If your soft limit is many megabytes away from the real one, you're not likely to hit the real one, unless something really stupid happens, like alloca, or a call into some code you don't control that goes rampant.
The submitted article, by the way, could use more nuance like this. Careless recursion in C, without reasoning about the consequences (what happens for certain inputs) is obviously bad, not recursion itself.
Which is why it's reasonable to have configurable limits for both processing space and time in anything handling untrusted data.
Unixes give us that. You have to fork the computation to have it contained in its own process, whose run-time, virtual memory limit, and stack depth you can control.
Doing it all in your VM/runtime, so you can bail the computation with an exception, is more challenging.
> Unixes give us that. You have to fork the computation to have it contained in its own process
Is forking a new process on each call to a recursive function practical?
> Sending a deeply nested JSON object as part of a request to some API should not crash the server that handles the request.
But the API should have limits. For example, respond 413 Payload Too Large if the request is beyond any normal size for that API. Document the limits to API users. You now have an upper bound of how much nesting can be in the user input.
I agree. I use the word dangerous to mean there are risks that need to be considered, not that recursion should never be used under any circumstances.
In the general case though, recursion can be tricky to think through, the stack is small, and malicious inputs can be very creative.
There's still not much reason to recurse using the program's own call stack rather than having your own stack structure that can live in dynamic memory and be handled in a context-appropriate way (e.g. returning an error at some depth limit rather than being killed by the OS).
"Quickly kill the process" is still a denial of service security problem.
Recursive parsing of CFGs is only better when they're LL grammars, but LR grammars (which are the most common grammar used in programming languages) are definitely better with an explicit stack due to the repeated way the state machine needs to run.
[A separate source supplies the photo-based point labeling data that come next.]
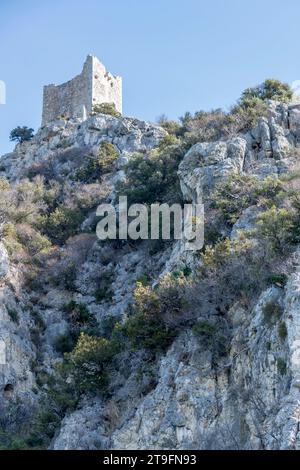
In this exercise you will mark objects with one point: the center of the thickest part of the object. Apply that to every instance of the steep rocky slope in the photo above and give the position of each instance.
(184, 398)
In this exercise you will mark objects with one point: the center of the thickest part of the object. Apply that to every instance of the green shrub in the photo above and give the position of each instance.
(272, 311)
(60, 224)
(96, 166)
(90, 362)
(156, 315)
(13, 315)
(276, 225)
(270, 89)
(281, 366)
(211, 335)
(153, 178)
(282, 331)
(279, 280)
(65, 342)
(21, 134)
(78, 313)
(240, 191)
(106, 108)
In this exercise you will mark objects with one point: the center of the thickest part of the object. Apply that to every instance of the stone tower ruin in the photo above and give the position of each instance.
(76, 98)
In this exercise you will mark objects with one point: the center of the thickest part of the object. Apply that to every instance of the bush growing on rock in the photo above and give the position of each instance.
(270, 89)
(106, 108)
(90, 362)
(60, 224)
(157, 315)
(276, 226)
(153, 178)
(96, 166)
(272, 311)
(21, 134)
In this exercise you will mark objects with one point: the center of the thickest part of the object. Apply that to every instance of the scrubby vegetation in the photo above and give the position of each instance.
(45, 226)
(153, 178)
(106, 108)
(21, 134)
(95, 166)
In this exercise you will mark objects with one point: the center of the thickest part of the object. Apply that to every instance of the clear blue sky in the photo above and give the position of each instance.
(174, 55)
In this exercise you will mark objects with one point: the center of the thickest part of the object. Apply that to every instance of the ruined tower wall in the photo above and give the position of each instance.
(77, 97)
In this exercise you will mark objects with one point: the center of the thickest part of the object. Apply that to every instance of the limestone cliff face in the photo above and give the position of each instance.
(245, 401)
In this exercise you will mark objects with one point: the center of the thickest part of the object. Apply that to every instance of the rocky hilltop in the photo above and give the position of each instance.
(141, 345)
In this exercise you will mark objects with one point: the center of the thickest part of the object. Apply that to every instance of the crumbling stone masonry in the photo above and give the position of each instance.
(77, 97)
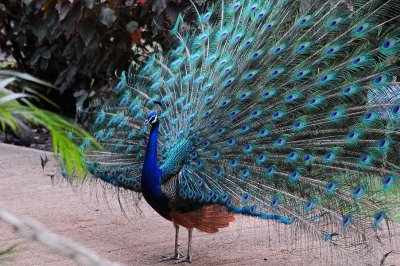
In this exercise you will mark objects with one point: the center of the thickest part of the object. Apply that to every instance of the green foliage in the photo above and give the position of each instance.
(78, 45)
(17, 95)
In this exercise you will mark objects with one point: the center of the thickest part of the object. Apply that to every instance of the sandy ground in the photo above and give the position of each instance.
(141, 239)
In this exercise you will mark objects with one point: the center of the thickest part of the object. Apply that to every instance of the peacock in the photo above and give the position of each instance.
(267, 108)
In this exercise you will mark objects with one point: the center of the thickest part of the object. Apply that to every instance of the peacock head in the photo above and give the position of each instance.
(151, 118)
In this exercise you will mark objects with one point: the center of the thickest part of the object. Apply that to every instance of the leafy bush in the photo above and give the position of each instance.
(17, 95)
(79, 44)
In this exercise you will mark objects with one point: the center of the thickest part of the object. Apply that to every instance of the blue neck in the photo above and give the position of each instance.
(151, 151)
(151, 173)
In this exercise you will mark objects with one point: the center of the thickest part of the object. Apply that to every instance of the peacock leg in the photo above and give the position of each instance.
(177, 255)
(189, 255)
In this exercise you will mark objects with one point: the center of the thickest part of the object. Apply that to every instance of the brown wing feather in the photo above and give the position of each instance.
(208, 218)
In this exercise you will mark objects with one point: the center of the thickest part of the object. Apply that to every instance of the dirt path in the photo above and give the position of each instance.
(140, 240)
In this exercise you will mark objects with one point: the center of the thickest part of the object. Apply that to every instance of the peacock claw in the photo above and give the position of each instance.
(177, 256)
(187, 259)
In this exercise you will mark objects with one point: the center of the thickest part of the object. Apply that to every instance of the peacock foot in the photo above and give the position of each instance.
(187, 259)
(176, 256)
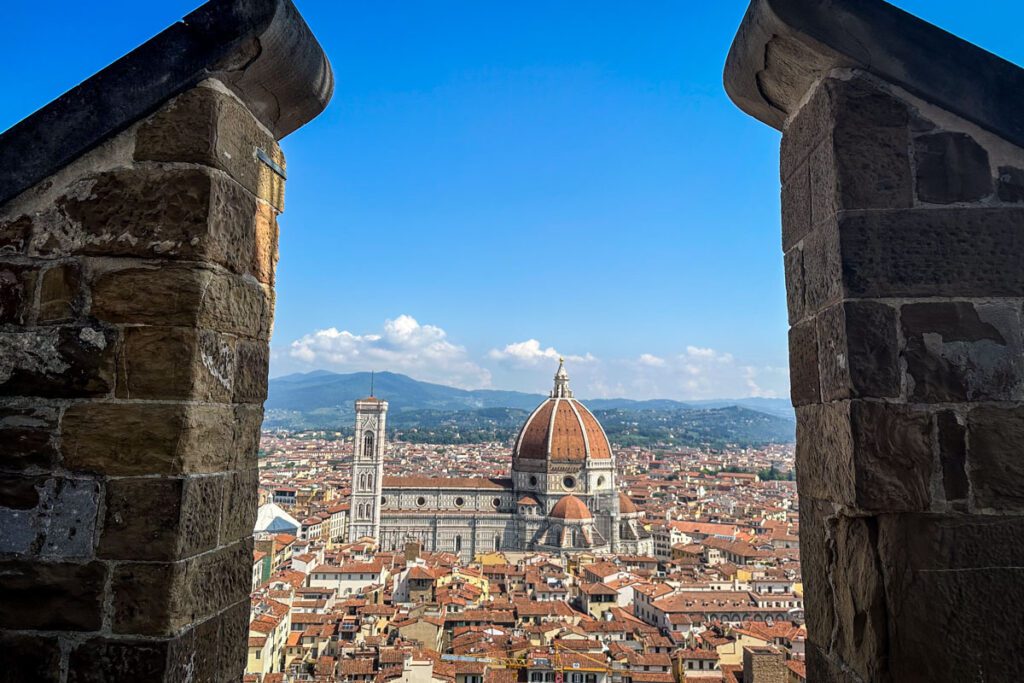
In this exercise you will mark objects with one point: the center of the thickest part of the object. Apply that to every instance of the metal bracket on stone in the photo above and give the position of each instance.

You might be able to do a nicer LALR parser recursively but I personally haven't seen one.
Deeply nested instances of right-recursive rules will blow the stack. If the LARL parser has an unlimited stack due to dynamic allocation, that will perpetrate a DOS.
Table-driven LALR(1) with an explicit stack does not make the recursion issue go away. The tooling may provide built-in handling for it which translates excessive depth into a syntax error.
Recursive parsing using the native stack can take steps to protect itself, like by keeping track of the depth, and bailing upon hitting a limit.
Techniques involving obtaining the stack pointer (or close estimate thereof), and comparing it to a limit, are also possible.
I would argue that the title is misleading and overly alarmist here. This particular bug may have involved recursion and a stack overflow, but that's like saying "malloc kills" in the title of an article about a heap overflow bug. The existence of stack overflow bugs does not imply that recursion is bad any more than the existence of heap overflow bugs implies that malloc is bad. Recursion and malloc are tools that both have pretty well understood resource limitations, and one must take those limitations into account when employing those tools.
Did you see the article references [1][2] from 2006 and 2017 that already argue that recursion is a security problem? It's not new just not well-known.
[1] https://www.researchgate.net/publication/220477862_The_Power...
[2] https://www.qualys.com/2017/06/19/stack-clash/stack-clash.tx...
You might be agreeing without realising it.
>> I would argue that the title is misleading and overly alarmist here. This particular bug may have involved recursion and a stack overflow, but that's like saying "malloc kills" in the title of an article about a heap overflow bug.
Let's see what the article[1] you cited says:
If you think recursion is a known security problem, do you also think using the heap is a known security problem?Arguably, Stack Clash is just a compiler bug--recursive code shouldn't be able to jump the guard pages. This was fixed in Clang in 2021 [1], in GCC even earlier, and in MSVC earlier than that.
[1]: https://blog.llvm.org/posts/2021-01-05-stack-clash-protectio...
Recursion per se isn't an issue; unbounded stack use is. If you either know your input size is bounded (e.g. it's not user-generated) or use tail-recursion (which should get compiled to a loop), it's fine.
If your algorithm does unbounded heap allocations instead, you're still going to get oomkilled. The actual vulnerability is not enforcing request resource limits. Things like xml bombs can then exacerbate this by expanding a highly compressed request (so a small amount of attacker work can generate a large amount of receiver work).
Exactly. The article would have been much more informative if it had detailed why the usual approaches to limiting resource usage wouldn't work to prevent DoS here.
The problem, in practice, is the limit for malloc on most systems is a few GB, while the default stack size on windows is 1MB, a stupidly small size.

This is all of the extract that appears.